Don Calligaris left, and for a minute I stood there in the front room of that house feeling like the world had closed a chapter on me and started another.

‘You gonna take a weight off or what?’ Joe Giacalone said.

I nodded and sat down.

‘Hey, don’t be so uptight, kid,’ Ten Cent said. ‘You got a new family now, and if there’s one thing about this family they sure as shit know how to take care of their own, right Joey?’

‘Sure as shit.’

I leaned back in the chair. Ten Cent offered me a cigarette and I lit it. Joey put the TV on, surfed channels until he found a game, and within a few minutes I had stopped questioning why I was there and what would happen. It was what it was. I had made my choice in a split second in Don Ceriano’s car. Ceriano was dead. I was not. That was the way of this world.

The Blue Flame was a strip joint and nightclub on Kenmare Street. First thing I was aware of was how dark it was inside. A wide stage ran the length of the building on the right hand side, and across this stage three or four girls in tasselled bras and panties no bigger than dental floss gyrated and ground their hips to a bass-heavy music that came from speakers along the floor beneath them. Over to the left three or four long tables had been pulled together, and seated around them were perhaps fifteen or twenty men, all of them dressed in suits and ties, all of them drinking and laughing, all of them red-faced and loud and trying to outdo one another.
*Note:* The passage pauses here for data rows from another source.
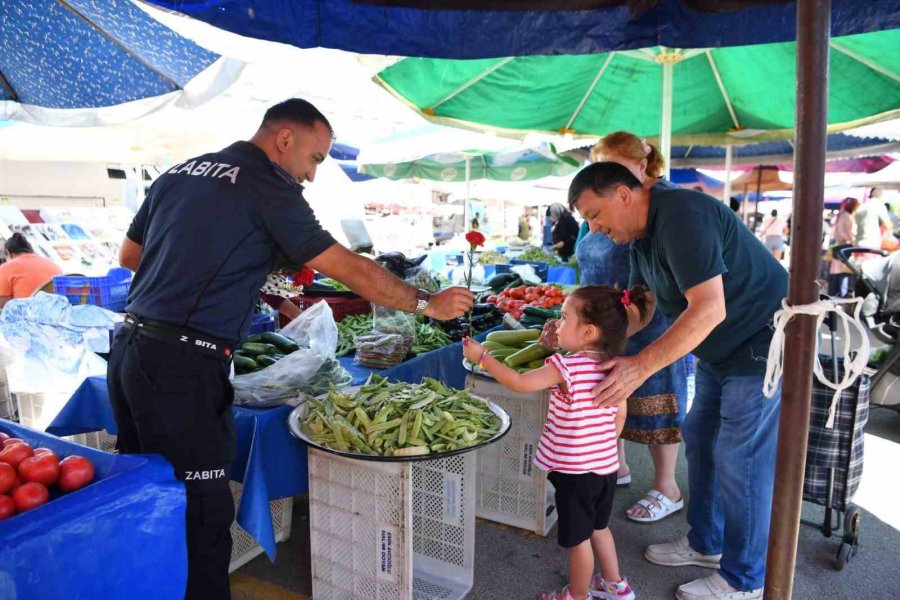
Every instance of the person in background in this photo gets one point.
(524, 232)
(872, 221)
(577, 448)
(192, 299)
(656, 410)
(840, 277)
(772, 234)
(24, 272)
(565, 230)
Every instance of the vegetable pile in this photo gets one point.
(28, 474)
(515, 301)
(400, 419)
(518, 349)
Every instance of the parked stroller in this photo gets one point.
(878, 283)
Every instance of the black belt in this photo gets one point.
(165, 332)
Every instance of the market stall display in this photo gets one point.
(90, 543)
(400, 526)
(384, 421)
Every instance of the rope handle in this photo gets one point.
(853, 367)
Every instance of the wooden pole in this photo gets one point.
(813, 32)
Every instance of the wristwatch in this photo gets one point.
(422, 299)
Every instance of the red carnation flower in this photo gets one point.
(304, 276)
(475, 239)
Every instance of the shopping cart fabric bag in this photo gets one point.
(840, 448)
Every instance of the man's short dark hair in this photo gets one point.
(296, 110)
(600, 178)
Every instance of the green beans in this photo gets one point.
(400, 419)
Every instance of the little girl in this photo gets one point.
(578, 444)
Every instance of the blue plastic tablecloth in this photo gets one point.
(122, 536)
(270, 462)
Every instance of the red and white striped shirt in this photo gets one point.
(578, 437)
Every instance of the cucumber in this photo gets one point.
(514, 338)
(526, 355)
(255, 349)
(284, 344)
(242, 364)
(265, 360)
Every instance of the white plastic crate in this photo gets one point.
(511, 490)
(391, 531)
(244, 548)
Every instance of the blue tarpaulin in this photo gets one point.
(501, 28)
(122, 536)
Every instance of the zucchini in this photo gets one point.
(514, 338)
(242, 364)
(255, 349)
(526, 355)
(265, 360)
(495, 346)
(284, 344)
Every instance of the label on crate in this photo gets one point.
(527, 458)
(452, 486)
(386, 542)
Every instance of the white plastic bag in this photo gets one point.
(316, 333)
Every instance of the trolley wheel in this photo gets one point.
(845, 553)
(852, 520)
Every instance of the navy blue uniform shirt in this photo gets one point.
(211, 229)
(691, 238)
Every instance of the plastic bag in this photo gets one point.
(316, 333)
(393, 334)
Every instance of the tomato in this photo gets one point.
(30, 495)
(41, 468)
(16, 453)
(75, 472)
(8, 478)
(7, 507)
(39, 451)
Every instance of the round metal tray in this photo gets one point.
(302, 410)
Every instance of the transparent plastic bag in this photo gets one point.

Ten Cent took me down there. Don Calligaris rose as we approached and with a flourish of his hand he silenced the gathered crew.

‘Ladies, ladies, ladies… we have a new guy in town.’

The gathering cheered.

‘This is Ernesto Perez, one of Don Ceriano’s boys, and though Don Ceriano cannot be with us this evening of course, I’m sure he would appreciate the fact that one of his people got wised up and came to Manhattan to work for us.’